Given that $5\sin x - 12\cos x = 13\sin (x-67.4)$
Find the maximum value of $5\sin x - 12 \cos x + 1 $ and the corresponding value of x from 0 to 360.
Maximum value = $13+1=14$
Corresponding value of $x$
$13\sin (x-67.4) + 1 = 14$
$\sin(x-67.4) = 1 $
$x = 157.4 , 337.4 $
I found the value of $x$ and there’s 2 values.

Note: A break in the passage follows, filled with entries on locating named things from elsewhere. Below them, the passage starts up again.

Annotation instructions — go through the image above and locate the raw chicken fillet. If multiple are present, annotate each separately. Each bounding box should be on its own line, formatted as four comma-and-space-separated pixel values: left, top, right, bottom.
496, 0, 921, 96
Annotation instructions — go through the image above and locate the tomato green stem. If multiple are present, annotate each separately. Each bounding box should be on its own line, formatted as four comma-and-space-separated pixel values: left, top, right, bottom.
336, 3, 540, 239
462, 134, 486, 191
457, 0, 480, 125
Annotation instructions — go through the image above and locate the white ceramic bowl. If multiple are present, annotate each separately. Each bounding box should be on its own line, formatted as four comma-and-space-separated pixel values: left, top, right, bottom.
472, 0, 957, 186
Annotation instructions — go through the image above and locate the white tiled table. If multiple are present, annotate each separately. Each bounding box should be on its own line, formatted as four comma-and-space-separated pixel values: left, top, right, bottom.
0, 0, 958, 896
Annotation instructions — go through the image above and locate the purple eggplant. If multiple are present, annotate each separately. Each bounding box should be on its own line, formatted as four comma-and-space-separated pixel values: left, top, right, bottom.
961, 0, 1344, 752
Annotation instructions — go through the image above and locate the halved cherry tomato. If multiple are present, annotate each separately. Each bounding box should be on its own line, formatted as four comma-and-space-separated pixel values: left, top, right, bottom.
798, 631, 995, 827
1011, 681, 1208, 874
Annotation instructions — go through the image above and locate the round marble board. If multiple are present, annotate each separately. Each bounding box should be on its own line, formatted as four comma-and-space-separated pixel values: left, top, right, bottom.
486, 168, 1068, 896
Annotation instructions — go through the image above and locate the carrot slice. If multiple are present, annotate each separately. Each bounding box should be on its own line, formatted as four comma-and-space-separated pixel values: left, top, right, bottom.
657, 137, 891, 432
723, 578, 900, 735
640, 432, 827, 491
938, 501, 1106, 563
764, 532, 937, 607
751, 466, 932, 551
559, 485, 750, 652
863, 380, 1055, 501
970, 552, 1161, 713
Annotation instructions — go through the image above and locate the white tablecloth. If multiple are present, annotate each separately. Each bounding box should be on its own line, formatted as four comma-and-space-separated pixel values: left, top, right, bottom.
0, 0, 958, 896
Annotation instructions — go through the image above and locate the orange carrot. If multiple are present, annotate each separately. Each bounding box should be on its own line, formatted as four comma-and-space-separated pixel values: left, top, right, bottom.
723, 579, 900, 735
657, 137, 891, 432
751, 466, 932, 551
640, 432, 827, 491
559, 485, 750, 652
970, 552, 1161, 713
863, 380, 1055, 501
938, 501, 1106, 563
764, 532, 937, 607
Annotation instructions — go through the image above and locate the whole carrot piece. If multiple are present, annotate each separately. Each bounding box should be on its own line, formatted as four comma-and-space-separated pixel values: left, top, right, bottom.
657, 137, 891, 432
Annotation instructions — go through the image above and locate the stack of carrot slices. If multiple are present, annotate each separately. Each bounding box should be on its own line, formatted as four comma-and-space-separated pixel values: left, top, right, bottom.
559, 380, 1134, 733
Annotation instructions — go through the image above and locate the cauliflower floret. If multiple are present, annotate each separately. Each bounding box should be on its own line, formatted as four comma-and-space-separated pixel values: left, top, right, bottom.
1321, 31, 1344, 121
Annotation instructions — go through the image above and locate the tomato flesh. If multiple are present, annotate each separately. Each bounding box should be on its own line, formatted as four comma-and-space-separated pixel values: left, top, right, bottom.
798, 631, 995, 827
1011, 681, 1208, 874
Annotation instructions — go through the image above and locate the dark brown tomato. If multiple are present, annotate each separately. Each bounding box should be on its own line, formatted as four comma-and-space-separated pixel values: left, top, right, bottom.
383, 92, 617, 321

However , the answer is only$157.4$ why is that the case ?
On
For any $k \in \Bbb Z$, $$\sin(x-67.4°) = 1 \iff x - 67.4° = 90° + k(360°) \iff x = 157.4° + k(360°). $$
On
Let $\cos\phi=\dfrac{5}{13}$, $\sin\phi=\dfrac{12}{13}$
\begin{eqnarray} y&=&13\left(\frac{5}{13}\sin x-\frac{12}{13}\cos x\right)+1\\ &=&13(\sin(x)\cos\phi-\cos(x)\sin\phi)+1\\ &=&13\sin(x-\phi)+1 \end{eqnarray}
which has a maximum value of $14$ when $x-\phi=\frac{\pi}{2}$.
So
\begin{eqnarray} x&=&\frac{\pi}{2}+\phi\\ &=&\frac{\pi}{2}+\arctan\left(\frac{12}{5}\right)\\ &\approx&90^\circ+67.38^\circ\\ &=&157.38^\circ \end{eqnarray}
Note that we have the maximum value for $x-67.4°=90°$ indeed for $x-67.4°=270°$ we have that $\sin=-1$ is minimum.